Para já, ou seja, dentro de seis semanas, têm eleições legislativas e a próxima composição da Assembleia Nacional é uma incógnita. Macron, que há um ano não existia politicamente, não possui um partido que lhe dê maioria parlamentar. Tem até 11 de Junho para captar os órfãos da direita moderada e do centro — os republicanos gaulistas e pós-gaulistas — e formar algo que se pareça com uma força parlamentar suficientemente coesa para enfrentar o Front Nacional e os restos dos socialistas e das esquerdas sortidas. Tendo o poder na mão, Macron certamente que pode distribuir favores e fazer promessas aos candidatos conservadores, mas o tempo é curto. As eleições legislativas são uninominais em duas voltas, o que favorece os partidos maiores e prejudica os mais fracos. Mesmo esfrangalhados, os socialistas, comunistas e neo-comunistas ainda conseguirão deputados que cheguem para desgastar o Presidente e atrapalhar-lhe as iniciativas.

Outro problema de Macron é não ter um programa. Durante a campanha, e mesmo no discurso de vitória, ficou-se por generalidades patrióticas e lugares-comuns económicos. Chegou ao poder porque as forças tradicionais, com programas definidos, nada fizeram quando detinham esse poder. É um outsider, sem especificar o que seja estar outside. Sabe-se que favorece a Europa e o empreendedorismo e que tem uma agenda favorável às minorias sexuais e étnicas. Pouco mais. Vai ter de se definir rapidamente e mostrar que é um Presidente pró-activo e coerente.

Para mais tarde, isto é, dentro de cinco anos, os franceses terão de escolher novamente entre a direita nacionalista do Front Nacional e outras opções. O Front perdeu esta presidência mas cresceu percentualmente. Ainda não terá atingido o seu apogeu e tornou-se na maior — se não a única — oposição significativa ao Governo, com onze milhões de eleitores. Marine transformou um partido marginal e assustador numa força política bem organizada e pronta para crescer. As inseguranças que fizeram o Front florescer continuam a existir, e por cada atentado terrorista e incidente que envolva magrebinos, mais eleitores assustados escolherão o chauvinismo militante. Por cada fábrica deslocalizada, cada despedimento e cada crise económica, lá estará Le Pen a dizer que tem a solução mágica.

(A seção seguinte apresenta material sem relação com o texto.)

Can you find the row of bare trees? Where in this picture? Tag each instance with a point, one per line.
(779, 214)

No seu discurso de derrota, Marine disse que tinha ganho terreno — uma vitória dos “patriotas” contra os “mundialistas”. Recusou assim, implicitamente, a velha separação entre “direita” e “esquerda” — porque não lhe convém, uma vez que continuará a tentar apoios nas antigas esquerdas, mas também porque esses conceitos, se ainda válidos, já não classificam as grandes opções económicas. A mudança tem-se verificado em eleições recentes, com um rearranjo de posições. É o que está a acontecer, agora mesmo, na Grã-Bretanha, em que os patriotas — melhor seria chamá-los nacionalistas — pró-Brexit estão a ganhar mais lugares no Parlamento, enquanto o discurso de Corbin, que insiste em falar com o vocabulário de esquerda, parece desactualizado e perdido no contexto da disputa. Os democratas liberais, abertamente mundialistas, estão a tirar-lhe votos. Theresa May, fraca ideóloga mas mais atenta aos interesses dos eleitores, joga afinal a mesma cartada de Le Pen: “nós” contra o mundo.

É neste ambiente “pós-moderno” que Macron terá de agir. Por um lado, irá buscar uma agenda globalista, que sempre foi a sua postura; mas por outro não pode fugir ao nacionalismo republicano que o poderá apoiar, esvaziando o mais possível a agenda do Front. Por outro lado ainda, convém-lhe ir buscar apoio aos socialistas — foi ministro de Hollande antes de iniciar a carreira a solo —, o que implica medidas favoráveis aos trabalhadores, como a manutenção da dispendiosa segurança social.

Surpreendentemente — a História está cheia destas surpresas — é a indefinição manhosa de Macron que lhe deu a vitória e o pode salvar nos próximos cinco anos, prometendo à antiga esquerda e jurando à antiga direita enquanto, basicamente, mantém a situação em lume brando. Tentará, indubitavelmente, aproximar-se de Merkel. Aliás já marcou a sua primeira visita internacional à kaiserina. O eixo Paris-Berlim, a coisa menos democrática que a União Europeia já conheceu, nos tempos de Sarkozy, agrada aos franceses. Manterá os incríveis benefícios que são a alegria dos agricultores gauleses. Resta saber como lidará com a imigração e a minoria muçulmana, um problema complicado para o qual a única receita, bárbara, é a do Front Nacional.

A União Europeia (e nós, portugueses, na enxurrada) está a salvo de momento mas não pode esperar redenção da parte do novo Presidente francês. Nestes tempos difíceis, é o melhor que se pode ter.